PVE9 in-place upgrade failed due to mellanox/nvidia networking

wickleighter

New Member
Jan 19, 2024
8
3
3
Hi all,

Egg on my face, I blindly followed the upgrade instructions to pve9. Turns out for those of us running mellanox/nvidia networking, there is no support for debian 13:
Currently, Debian 13 (Trixie) is not yet officially supported in the released versions of MLNX_OFED or DOCA-OFED. As Debian 13 was only recently released (July 2025), it has not yet been added to the list of supported operating systems.

Other than not restarting (and praying drivers come out in the next weeks), any advice for uninstalling the spider that is MLNX/DOCA?


Code:
Setting up proxmox-kernel-6.14.11-3-pve-signed (6.14.11-3) ...
Examining /etc/kernel/postinst.d.
run-parts: executing /etc/kernel/postinst.d/dkms 6.14.11-3-pve /boot/vmlinuz-6.14.11-3-pve
Sign command: /lib/modules/6.14.11-3-pve/build/scripts/sign-file
Signing key: /var/lib/dkms/mok.key
Public certificate (MOK): /var/lib/dkms/mok.pub

Autoinstall of module mlnx-ofed-kernel/25.01.OFED.25.01.0.6.0.1 for kernel 6.14.11-3-pve (x86_64)
Building module(s).................(bad exit status: 1)
Failed command:
./ofed_scripts/pre_build.sh 6.14.11-3-pve /lib/modules/6.14.11-3-pve/build mlnx-ofed-kernel 25.01.OFED.25.01.0.6.0.1

Error! Bad return status for module build on kernel: 6.14.11-3-pve (x86_64)
Consult /var/lib/dkms/mlnx-ofed-kernel/25.01.OFED.25.01.0.6.0.1/build/make.log for more information.

Autoinstall on 6.14.11-3-pve succeeded for module(s) kernel-mft-dkms knem.
Autoinstall on 6.14.11-3-pve failed for module(s) mlnx-ofed-kernel(10).

Error! One or more modules failed to install during autoinstall.
Refer to previous errors for more information.
run-parts: /etc/kernel/postinst.d/dkms exited with return code 1
Failed to process /etc/kernel/postinst.d at /var/lib/dpkg/info/proxmox-kernel-6.14.11-3-pve-signed.postinst line 20.
dpkg: error processing package proxmox-kernel-6.14.11-3-pve-signed (--configure):
 installed proxmox-kernel-6.14.11-3-pve-signed package post-installation script subprocess returned error exit status 2
dpkg: dependency problems prevent configuration of proxmox-kernel-6.14:
 proxmox-kernel-6.14 depends on proxmox-kernel-6.14.11-3-pve-signed | proxmox-kernel-6.14.11-3-pve; however:
  Package proxmox-kernel-6.14.11-3-pve-signed is not configured yet.
  Package proxmox-kernel-6.14.11-3-pve is not installed.
  Package proxmox-kernel-6.14.11-3-pve-signed which provides proxmox-kernel-6.14.11-3-pve is not configured yet.

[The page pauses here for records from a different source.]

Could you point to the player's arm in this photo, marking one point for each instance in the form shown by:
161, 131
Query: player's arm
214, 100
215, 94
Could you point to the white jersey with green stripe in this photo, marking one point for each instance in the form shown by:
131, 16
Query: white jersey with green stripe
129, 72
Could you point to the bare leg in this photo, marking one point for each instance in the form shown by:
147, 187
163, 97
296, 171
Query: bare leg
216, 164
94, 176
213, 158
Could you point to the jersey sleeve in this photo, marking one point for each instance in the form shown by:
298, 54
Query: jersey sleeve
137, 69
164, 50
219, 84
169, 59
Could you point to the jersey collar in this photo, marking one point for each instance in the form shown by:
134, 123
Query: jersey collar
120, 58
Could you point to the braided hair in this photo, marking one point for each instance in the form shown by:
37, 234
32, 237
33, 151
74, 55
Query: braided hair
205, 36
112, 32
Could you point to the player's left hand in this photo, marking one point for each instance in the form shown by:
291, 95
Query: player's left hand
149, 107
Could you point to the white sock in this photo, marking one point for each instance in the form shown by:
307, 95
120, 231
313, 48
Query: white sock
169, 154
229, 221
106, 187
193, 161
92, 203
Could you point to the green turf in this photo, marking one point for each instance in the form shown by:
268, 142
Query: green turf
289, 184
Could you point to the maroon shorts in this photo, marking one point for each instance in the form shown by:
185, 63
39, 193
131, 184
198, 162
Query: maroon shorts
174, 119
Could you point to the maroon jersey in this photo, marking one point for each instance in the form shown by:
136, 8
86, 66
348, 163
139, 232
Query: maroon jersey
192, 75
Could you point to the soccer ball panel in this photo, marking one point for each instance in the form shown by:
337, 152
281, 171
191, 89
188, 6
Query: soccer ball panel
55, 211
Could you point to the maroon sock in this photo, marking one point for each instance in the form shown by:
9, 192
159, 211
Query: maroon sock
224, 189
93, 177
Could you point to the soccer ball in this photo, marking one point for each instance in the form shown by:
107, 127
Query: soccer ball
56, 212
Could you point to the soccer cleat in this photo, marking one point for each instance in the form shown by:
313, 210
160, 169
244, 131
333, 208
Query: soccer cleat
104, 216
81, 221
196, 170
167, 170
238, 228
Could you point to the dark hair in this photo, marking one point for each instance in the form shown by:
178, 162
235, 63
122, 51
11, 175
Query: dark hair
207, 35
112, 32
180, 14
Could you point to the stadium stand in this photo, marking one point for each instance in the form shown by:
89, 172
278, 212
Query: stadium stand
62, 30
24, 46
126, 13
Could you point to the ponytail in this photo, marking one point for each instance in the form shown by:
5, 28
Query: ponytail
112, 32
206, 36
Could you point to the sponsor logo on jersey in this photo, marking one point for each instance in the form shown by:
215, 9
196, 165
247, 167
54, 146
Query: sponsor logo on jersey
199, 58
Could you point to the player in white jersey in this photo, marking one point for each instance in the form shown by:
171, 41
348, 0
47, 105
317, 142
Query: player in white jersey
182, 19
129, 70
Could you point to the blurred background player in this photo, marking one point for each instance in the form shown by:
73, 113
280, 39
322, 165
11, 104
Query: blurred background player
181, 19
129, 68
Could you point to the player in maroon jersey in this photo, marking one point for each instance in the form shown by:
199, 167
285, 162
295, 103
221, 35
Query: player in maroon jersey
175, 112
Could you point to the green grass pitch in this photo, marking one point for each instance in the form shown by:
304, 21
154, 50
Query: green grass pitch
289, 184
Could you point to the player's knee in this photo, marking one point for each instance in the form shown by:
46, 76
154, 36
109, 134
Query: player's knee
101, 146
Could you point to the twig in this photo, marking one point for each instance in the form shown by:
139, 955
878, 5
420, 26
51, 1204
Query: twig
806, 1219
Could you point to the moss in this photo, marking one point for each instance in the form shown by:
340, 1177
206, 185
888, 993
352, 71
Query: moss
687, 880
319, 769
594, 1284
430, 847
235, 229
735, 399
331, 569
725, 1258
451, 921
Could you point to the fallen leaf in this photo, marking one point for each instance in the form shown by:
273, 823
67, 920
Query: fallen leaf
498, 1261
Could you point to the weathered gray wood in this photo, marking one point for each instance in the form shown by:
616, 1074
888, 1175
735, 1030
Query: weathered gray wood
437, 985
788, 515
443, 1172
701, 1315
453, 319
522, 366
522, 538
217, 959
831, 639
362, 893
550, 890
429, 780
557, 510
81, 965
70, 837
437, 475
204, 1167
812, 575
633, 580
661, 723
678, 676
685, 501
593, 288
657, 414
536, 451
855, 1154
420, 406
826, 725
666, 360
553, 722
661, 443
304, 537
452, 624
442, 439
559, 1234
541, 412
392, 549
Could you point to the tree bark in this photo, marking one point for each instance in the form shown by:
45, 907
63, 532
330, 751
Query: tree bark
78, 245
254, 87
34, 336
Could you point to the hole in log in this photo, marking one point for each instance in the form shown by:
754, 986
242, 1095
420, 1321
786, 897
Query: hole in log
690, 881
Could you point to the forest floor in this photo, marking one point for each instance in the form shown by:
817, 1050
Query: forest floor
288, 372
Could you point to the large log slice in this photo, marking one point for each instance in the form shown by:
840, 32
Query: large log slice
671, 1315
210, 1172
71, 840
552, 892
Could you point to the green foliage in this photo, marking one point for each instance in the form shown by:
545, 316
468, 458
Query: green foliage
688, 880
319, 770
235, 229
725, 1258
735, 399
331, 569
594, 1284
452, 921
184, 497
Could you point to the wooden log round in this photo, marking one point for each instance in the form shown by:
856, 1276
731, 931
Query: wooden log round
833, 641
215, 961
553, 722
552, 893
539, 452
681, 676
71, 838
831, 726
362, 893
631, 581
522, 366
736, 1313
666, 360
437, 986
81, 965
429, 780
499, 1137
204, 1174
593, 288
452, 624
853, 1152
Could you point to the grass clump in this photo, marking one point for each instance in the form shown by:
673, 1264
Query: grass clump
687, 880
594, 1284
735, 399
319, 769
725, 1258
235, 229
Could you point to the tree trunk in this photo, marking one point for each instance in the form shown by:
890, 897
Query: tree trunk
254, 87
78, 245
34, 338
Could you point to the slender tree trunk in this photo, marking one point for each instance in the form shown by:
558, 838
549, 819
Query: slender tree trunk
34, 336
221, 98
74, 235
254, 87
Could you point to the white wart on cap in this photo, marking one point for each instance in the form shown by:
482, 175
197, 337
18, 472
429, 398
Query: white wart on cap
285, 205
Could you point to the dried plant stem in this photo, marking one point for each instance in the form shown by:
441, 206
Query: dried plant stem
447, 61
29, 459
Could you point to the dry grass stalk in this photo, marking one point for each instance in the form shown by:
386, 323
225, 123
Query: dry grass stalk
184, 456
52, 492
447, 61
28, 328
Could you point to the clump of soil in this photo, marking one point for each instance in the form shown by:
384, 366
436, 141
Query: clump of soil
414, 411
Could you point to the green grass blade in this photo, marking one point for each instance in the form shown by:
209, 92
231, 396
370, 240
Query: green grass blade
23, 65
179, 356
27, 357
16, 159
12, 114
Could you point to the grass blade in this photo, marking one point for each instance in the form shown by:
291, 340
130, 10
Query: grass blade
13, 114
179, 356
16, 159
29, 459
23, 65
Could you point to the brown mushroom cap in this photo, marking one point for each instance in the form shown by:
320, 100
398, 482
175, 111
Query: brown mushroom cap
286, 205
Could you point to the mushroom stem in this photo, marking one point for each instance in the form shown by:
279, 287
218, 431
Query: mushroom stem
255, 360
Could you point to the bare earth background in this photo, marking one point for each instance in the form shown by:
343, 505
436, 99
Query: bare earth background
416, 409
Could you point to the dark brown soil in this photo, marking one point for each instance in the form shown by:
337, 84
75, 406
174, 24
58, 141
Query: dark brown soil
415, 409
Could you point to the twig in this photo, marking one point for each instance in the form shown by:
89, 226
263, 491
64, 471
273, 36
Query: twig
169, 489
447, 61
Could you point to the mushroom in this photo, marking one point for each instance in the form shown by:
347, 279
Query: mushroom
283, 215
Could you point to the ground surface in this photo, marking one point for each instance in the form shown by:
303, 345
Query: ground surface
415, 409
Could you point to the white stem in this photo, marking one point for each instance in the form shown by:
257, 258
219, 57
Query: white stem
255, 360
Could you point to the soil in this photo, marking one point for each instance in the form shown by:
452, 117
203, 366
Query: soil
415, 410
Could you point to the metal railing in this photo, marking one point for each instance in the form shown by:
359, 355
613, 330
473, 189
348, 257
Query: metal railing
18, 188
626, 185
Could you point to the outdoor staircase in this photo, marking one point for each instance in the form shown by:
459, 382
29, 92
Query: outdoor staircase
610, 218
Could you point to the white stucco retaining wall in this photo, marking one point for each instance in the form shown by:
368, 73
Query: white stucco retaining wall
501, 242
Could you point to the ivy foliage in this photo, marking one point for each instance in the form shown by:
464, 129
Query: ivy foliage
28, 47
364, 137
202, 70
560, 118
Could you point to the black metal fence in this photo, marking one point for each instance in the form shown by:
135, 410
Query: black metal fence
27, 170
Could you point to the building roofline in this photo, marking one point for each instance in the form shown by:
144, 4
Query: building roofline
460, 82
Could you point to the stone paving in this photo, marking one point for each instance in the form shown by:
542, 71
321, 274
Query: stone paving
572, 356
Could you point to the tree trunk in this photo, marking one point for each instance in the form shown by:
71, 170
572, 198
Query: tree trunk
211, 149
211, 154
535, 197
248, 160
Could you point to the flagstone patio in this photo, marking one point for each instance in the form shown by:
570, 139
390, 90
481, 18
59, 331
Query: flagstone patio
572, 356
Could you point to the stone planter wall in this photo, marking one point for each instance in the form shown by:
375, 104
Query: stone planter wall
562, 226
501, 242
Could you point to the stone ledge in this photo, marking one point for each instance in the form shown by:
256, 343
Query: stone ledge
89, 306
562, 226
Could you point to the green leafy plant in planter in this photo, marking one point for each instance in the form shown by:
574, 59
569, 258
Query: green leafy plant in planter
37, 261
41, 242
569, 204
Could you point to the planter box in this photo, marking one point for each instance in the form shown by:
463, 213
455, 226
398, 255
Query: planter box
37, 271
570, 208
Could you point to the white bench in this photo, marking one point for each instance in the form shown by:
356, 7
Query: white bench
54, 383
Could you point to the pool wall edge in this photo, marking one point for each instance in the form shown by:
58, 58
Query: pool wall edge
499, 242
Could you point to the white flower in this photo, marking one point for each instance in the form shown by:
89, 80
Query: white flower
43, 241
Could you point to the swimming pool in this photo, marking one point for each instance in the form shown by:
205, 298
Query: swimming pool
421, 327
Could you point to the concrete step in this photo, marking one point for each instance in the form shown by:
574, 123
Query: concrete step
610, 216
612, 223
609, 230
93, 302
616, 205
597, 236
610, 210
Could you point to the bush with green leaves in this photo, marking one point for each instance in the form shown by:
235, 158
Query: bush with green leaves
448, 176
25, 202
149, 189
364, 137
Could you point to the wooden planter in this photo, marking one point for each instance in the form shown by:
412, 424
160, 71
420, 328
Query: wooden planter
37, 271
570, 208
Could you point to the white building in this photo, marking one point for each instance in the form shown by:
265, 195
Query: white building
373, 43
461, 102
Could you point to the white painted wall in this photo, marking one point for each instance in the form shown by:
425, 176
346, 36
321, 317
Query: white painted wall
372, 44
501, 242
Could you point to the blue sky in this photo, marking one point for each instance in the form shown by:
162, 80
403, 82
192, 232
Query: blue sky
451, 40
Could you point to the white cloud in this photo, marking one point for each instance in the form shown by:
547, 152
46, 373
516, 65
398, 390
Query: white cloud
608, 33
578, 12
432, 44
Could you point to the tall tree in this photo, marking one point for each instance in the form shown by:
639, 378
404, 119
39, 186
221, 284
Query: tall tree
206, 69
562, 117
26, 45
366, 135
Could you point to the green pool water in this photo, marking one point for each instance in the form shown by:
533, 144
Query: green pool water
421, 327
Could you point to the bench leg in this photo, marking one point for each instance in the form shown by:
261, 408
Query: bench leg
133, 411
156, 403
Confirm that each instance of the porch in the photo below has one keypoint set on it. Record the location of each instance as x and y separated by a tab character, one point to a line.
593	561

dpkg: error processing package proxmox-kernel-6.14 (--configure):
 dependency problems - leaving unconfigured
dpkg: dependency problems prevent configuration of proxmox-default-kernel:
 proxmox-default-kernel depends on proxmox-kernel-6.14; however:
  Package proxmox-kernel-6.14 is not configured yet.

dpkg: error processing package proxmox-default-kernel (--configure):
 dependency problems - leaving unconfigured
dpkg: dependency problems prevent configuration of proxmox-ve:
 proxmox-ve depends on proxmox-default-kernel; however:
  Package proxmox-default-kernel is not configured yet.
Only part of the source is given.